Thursday, September 26, 2013

Dear Daughter Revisited

I am struggling.  This Mommy thing is going to end me.  







I wish for you:

That you occasionally (mostly) hate me.  It means I am doing my job as your parent instead of trying to be your friend.

Days of quiet, unending frustration because of your certain knowledge that you can do things so much better (and more correctly) than I.  It means you will be inspired to strive for greatness instead of drowning in the swamp of mediocrity of the majority.

Days of feeling morally superior to me for the thousands injustices you feel I have visited upon you.  It gives you the strength and desire to BE OF SUPERIOR CHARACTER.

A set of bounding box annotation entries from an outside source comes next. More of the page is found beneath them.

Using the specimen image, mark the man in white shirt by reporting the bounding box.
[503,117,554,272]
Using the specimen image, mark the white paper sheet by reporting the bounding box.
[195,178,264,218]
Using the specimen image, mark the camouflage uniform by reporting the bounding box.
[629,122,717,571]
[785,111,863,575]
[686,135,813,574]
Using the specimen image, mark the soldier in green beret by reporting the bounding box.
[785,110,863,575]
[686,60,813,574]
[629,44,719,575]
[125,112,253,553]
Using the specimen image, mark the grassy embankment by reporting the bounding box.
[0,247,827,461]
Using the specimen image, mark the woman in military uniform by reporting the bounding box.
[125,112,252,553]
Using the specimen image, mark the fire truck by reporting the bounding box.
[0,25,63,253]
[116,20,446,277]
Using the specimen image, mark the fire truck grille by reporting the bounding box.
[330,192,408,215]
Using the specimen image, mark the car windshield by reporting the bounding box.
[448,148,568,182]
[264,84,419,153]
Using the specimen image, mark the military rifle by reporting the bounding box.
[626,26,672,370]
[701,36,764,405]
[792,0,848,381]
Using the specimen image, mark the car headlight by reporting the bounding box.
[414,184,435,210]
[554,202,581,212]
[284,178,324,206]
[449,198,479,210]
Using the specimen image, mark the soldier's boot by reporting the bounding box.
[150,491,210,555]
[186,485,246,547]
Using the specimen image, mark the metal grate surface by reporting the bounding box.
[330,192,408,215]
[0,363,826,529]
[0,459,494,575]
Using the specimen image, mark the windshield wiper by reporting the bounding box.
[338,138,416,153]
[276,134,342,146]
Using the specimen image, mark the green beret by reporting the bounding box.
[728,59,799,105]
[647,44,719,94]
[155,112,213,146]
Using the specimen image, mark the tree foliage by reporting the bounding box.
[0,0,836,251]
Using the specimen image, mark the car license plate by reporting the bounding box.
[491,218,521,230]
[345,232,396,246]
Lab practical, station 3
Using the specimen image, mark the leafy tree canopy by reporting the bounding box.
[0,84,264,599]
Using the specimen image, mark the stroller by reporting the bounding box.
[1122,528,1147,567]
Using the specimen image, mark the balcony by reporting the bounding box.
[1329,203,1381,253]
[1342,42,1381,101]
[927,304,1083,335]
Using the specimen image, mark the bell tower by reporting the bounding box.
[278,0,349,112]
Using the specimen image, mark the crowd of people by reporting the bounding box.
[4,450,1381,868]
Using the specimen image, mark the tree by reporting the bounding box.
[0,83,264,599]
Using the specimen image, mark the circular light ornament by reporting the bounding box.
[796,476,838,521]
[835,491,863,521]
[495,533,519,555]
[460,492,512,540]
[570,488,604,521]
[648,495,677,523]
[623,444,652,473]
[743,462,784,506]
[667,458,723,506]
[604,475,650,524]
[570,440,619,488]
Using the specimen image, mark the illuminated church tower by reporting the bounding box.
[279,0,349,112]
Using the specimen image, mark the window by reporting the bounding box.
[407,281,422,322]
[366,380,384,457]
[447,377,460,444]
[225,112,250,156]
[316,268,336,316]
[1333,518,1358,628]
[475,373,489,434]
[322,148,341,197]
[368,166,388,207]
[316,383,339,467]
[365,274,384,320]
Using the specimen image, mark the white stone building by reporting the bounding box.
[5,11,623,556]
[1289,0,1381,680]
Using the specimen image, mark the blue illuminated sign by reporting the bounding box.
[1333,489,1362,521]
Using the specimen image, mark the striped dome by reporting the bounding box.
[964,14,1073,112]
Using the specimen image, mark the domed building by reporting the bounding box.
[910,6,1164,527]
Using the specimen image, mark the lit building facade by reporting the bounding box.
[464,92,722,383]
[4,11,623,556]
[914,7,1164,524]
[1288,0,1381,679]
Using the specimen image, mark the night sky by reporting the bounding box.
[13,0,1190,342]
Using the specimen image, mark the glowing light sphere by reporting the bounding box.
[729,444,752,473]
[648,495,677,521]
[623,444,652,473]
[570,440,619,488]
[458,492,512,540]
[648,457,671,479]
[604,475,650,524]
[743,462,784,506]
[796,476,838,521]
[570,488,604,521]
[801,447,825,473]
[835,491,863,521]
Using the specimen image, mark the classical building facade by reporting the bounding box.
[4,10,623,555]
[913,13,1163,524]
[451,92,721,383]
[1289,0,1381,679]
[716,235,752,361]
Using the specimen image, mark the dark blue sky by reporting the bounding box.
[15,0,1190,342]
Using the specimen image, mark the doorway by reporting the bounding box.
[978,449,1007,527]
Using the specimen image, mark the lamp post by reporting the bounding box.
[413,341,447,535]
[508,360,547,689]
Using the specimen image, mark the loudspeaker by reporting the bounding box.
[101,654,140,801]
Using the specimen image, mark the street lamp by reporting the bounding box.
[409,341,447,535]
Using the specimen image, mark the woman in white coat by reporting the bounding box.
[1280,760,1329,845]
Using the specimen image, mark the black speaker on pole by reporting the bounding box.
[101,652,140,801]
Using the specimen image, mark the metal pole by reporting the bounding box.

That you FEEL the love I return to your glaring death rays.  Because you deserve to have someone who loves you at your worst as well as at your best.

Understanding that I respect your individuality when you close yourself up in your room and I don't constantly pester you....instead of thinking I don't care.

Disappointments over things you will realize later didn't really matter and the wisdom to know what does.

Heartache at losing a boyfriend who really doesn't love you so you can find one who can teach you what love is really all about.

The victory of achievement that comes from putting all your best efforts into something, big or little, important or not, so you know the value of giving your best.  It's what will make you the leader of the pack and not a follower.

Most of all, I wish for you to know how much I love you.  Even though you are convinced that I don't.